Midrange News for the IBM i Community


Posted by: renojim
enforcing utf-8
has no ratings.
Published: 20 Dec 2013
Revised: 23 Dec 2013 - 3775 days ago
Last viewed on: 23 Apr 2024 (5543 views) 

Using IBM i? Need to create Excel, CSV, HTML, JSON, PDF, SPOOL reports? Learn more about the fastest and least expensive tool for the job: SQL iQuery.

enforcing utf-8 Published by: renojim on 20 Dec 2013 view comments(6)

So, I'm reading a db2 table and creating an xml file with the data. Came across a name in the table that has an illegal utf-8 character. An umlaut or some such thing. Looks like an O with an apostrophe over it. I dunno'. Don't care, really. I write that to the xml, and it blows up later when that xml is used. I've been asked to find a way to write utf-8 characters to the xml. In other words, catch the umlauts and whatever, and get rid of them. I don't have a clue how to do it. Anybody know?

Return to midrangenews.com home page.
Sort Ascend | Descend

COMMENTS

(Sign in to Post a Comment)
Posted by: renojim
Premium member *
Comment on: enforcing utf-8
Posted: 10 years 4 months 6 days 6 hours 12 minutes ago

Looks like iconv() will do it.

Posted by: Ringer
Premium member *
Comment on: enforcing utf-8
Posted: 10 years 4 months 6 days 6 hours 5 minutes ago

Are you writing to the IFS root system or a DB2 table? Either way, I'd think CCSID 1208 would work. Then just WRITE OS/400 will convert from the job's CCSID (probably 37) to the output file's CCSID. But I've been wrong before! 

Chris Ringer

Posted by: renojim
Premium member *
Comment on: enforcing utf-8
Posted: 10 years 4 months 6 days 3 hours 57 minutes ago

No, I'm working with fields. Reading a name from a db2 file, and writing it to a large character field as part of xml. Can't make iconv() work. If I run the example in Mr. Cozzi's article at http://www.mcpressonline.com/programming/rpg/converting-between-character-sets.html  using a from ccsid of 37 and a to ccsid of 1208, it translates ABCDEFG to  âäàáãå.

Posted by: bobcozzi
Site Admin ****
Chicagoland
Comment on: enforcing utf-8
Posted: 10 years 4 months 6 days 3 hours 44 minutes ago

You have a Database Field with a Field Name containing a character different from your system's CCSID?

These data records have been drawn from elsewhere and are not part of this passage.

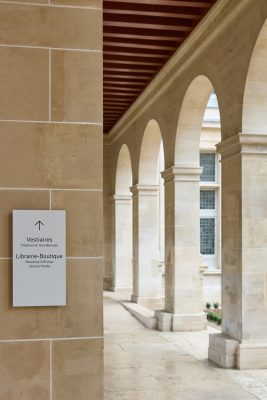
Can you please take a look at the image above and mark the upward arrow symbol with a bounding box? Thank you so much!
[35,221,44,230]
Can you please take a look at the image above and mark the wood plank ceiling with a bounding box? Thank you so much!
[103,0,219,133]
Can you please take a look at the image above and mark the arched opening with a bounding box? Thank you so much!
[165,76,223,330]
[242,20,267,134]
[112,144,133,294]
[133,120,165,309]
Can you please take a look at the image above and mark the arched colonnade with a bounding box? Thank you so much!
[106,15,267,368]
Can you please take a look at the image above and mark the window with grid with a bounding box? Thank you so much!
[200,153,216,182]
[200,190,216,210]
[200,218,215,255]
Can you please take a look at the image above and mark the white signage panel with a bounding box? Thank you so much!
[13,210,66,307]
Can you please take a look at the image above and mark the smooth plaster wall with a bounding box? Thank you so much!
[0,0,103,400]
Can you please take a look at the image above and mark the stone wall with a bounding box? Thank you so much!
[0,0,103,400]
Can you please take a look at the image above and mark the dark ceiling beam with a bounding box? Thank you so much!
[103,21,192,32]
[105,55,168,66]
[103,0,212,9]
[103,0,216,133]
[103,41,174,53]
[104,46,170,58]
[104,13,195,29]
[104,62,157,74]
[104,7,201,19]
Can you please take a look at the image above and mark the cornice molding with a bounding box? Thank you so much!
[161,166,203,185]
[216,133,267,160]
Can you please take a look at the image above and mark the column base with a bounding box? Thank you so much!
[155,310,172,332]
[208,333,239,368]
[237,343,267,369]
[155,310,207,332]
[131,294,164,311]
[172,313,207,332]
[110,286,133,295]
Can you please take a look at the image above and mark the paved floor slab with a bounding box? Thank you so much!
[104,294,266,400]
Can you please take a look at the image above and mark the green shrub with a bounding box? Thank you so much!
[206,303,211,310]
[207,311,222,325]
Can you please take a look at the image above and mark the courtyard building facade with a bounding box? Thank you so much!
[0,0,267,400]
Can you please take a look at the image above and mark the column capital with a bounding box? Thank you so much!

Can you use DSPFD and see what the file's CCSID is currently set to?

So the only issue is that you need to xlate that field name to a UTF8 value, to do that you'd have to know what the CCSID of the file's field name.  Converting between characters sets and then looking at the data in Debug doesn't usually yield the proper characters as once the data is converted Debug is trying to display it in the CCSID of the JOB unless a specific CCSID is assigned to the field. 

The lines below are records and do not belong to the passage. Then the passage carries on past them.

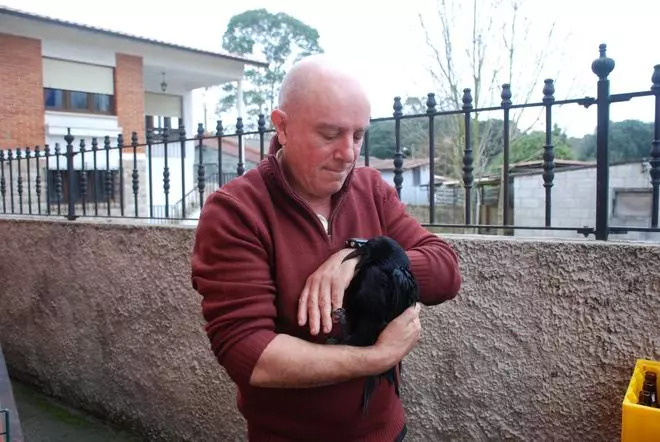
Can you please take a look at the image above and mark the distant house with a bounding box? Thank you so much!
[0,7,266,220]
[194,136,268,184]
[358,157,430,206]
[512,161,660,242]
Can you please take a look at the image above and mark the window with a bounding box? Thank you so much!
[44,88,115,115]
[612,189,653,219]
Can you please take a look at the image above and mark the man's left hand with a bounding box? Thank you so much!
[298,249,358,335]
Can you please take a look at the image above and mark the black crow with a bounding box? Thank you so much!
[336,236,419,413]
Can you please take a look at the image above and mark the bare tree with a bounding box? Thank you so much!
[419,0,561,224]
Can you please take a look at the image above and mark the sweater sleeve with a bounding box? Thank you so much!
[191,191,277,385]
[381,176,462,305]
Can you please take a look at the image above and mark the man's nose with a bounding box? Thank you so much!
[335,137,355,163]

If the field name is already in CCSID(1208) and you convert it from CCSID(37) to CCSID(1208) you'll have invalid results. That's probably what you're seeing .

You might try reading the field name into a field defined as a UCS-2 field.

Posted by: Ringer
Premium member *
Comment on: enforcing utf-8
Posted: 10 years 4 months 3 days 6 hours 21 minutes ago

Perhaps just write the XML entity. Ö 

Posted by: DaleB
Premium member *
Reading, PA
Comment on: enforcing utf-8
Posted: 10 years 4 months 3 days 5 hours 30 minutes ago

All of the above taken in to account, are you aware that UTF-8 uses variable width encoding? A little trickier with EBCDIC, but ASCII 0-127 encode directly to UTF-8; the high order bit is always 0. Any code point greater than ASCII 127 is encoded in UTF-8 with multiple bytes. So maybe what you're seeing is not a single charater (O-umlaut or whatever), but part of a multi-byte character.